How to experience sailing without leaving home

Having just returned from a week of sailing around the BVI’s I have to say the sand, sun, water and snorkeling were all awesome. Spending a week living on a sailboat allows you to see lots of the beaches and local watering holes dotting the BVI’s, which are accessible by boat only. While it’s a really fun time and there’s nothing like harnessing the power of the wind alone to move you from place to place cleanly (if slowly), there are “challenges” to this way of life as well.

With this in mind, I’m offering a handy “guide to experiencing life on a sailboat without leaving home.” Guaranteed if you follow these steps, you will feel a bit of the sailors life.

  1. Trade in your comfy tempur-pedic mattress for a giant waterbed with full wave action in your room. Hire someone to stand beside your bed and randomly push down on their side of the bed with all their might… all night while you (attempt to) sleep.
  2. Open all your windows and install giant fans, set to “full gale force” settings and have the person working your bed at night to intermittently turn all the fans on, sending 25 – 35 mph winds through your room (note: the wave action should increase with each gust of wind action). Also have them occasionally spray water on your face until you physically get up from bed and take the water bottle from them. After you do this, they must then turn the thermostat to 90 and turn the fans off. Continue wave action. If you get too hot, you may give them back the water sprayer and they may turn the fans back on, but they must spray again in the near future.

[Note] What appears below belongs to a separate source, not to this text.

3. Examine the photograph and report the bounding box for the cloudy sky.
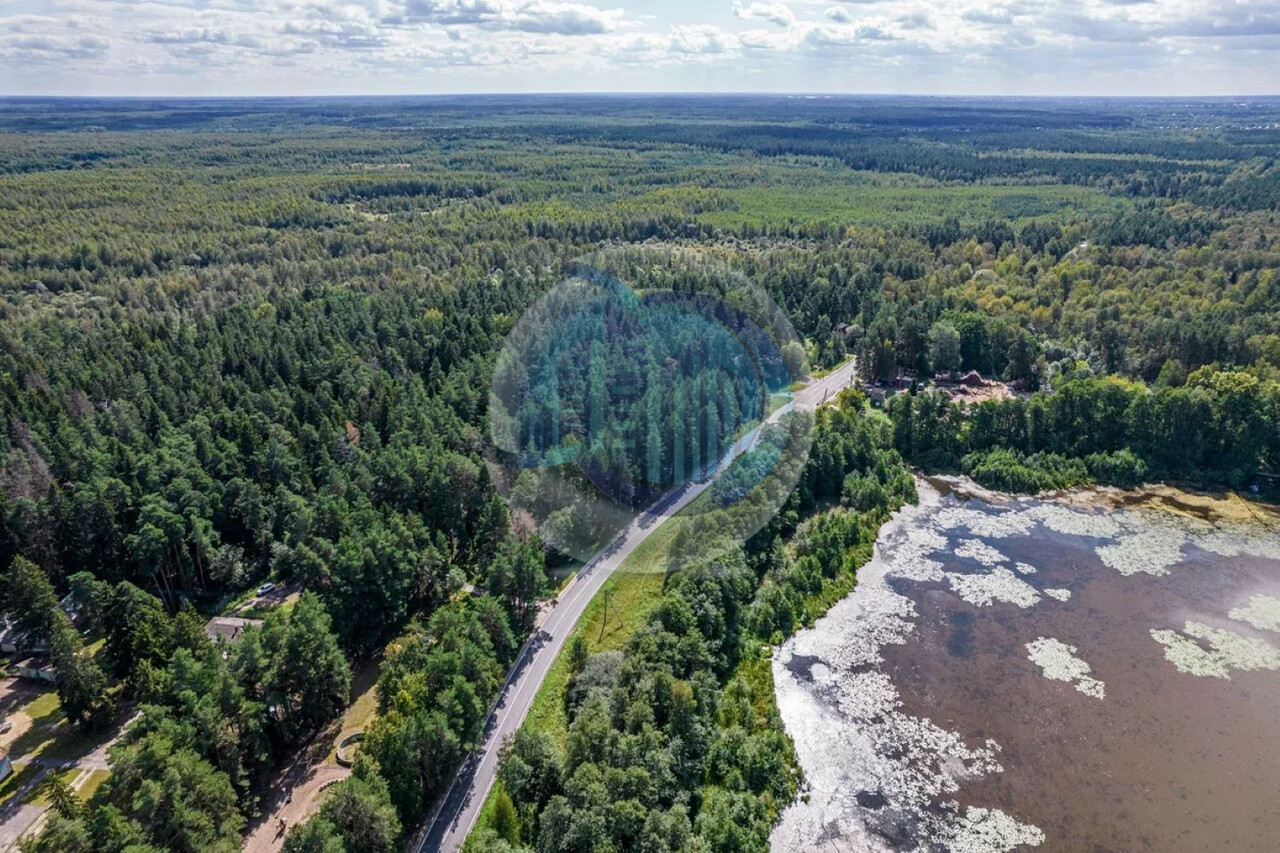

Repeat until morning.
  3. At least a couple of times per week, turn on loud speakers in your yard with reggae music, and have your neighbors come out and simulate harbour mooring neighbors by standing on their boats yelling along to “No Woman, No Cry” in a drunken, flat scale, sometime around 1 AM.
  4. Another night, have someone blow up dynamite next to your bedroom wall, to simulate when you anchored too shallow and your keel is bumping the hell out of the bottom and jarring you awake each time.
  5. Invest in a handly little trash can for your toilet and for a full week put nothing in the toilet which you did not eat first. Everything else gets piled up in your trash can… EVERYTHING.
  6. Once you have done your business, reach down for your newly installed lever by the toilet and pump like hell for about 30 seconds, or until you’ve cleared the lines. Be sure to keep your eyes, nose and mouth away from the area directly above the toilet to avoid any surges in back-pressure while pumping.
  7. For your shower, screw a water hose into your bathroom sink. Stand there and turn it on to a dribble… barely enough to get your body mostly wet and turn it off again. Lather up as best you can and then… dribble the water again to rinse off most of the soap. Turn off water and call it good. Then turn around and wipe down the walls and floor of the bathroom.
  8. When you walk through your house, occasionally veer hard to the right or left, slamming yourself into the wall (or table, cabinet corner, etc.). You can probably perfect this move if you drink heavily first. If you don’t recall where all the bruises came from… just blame it on the waves.

Yes kids, just follow these simple steps and you too, can experience life on a sailboat. Enjoy your trip (oh and keep the Bonine handy – you may need it ;-)!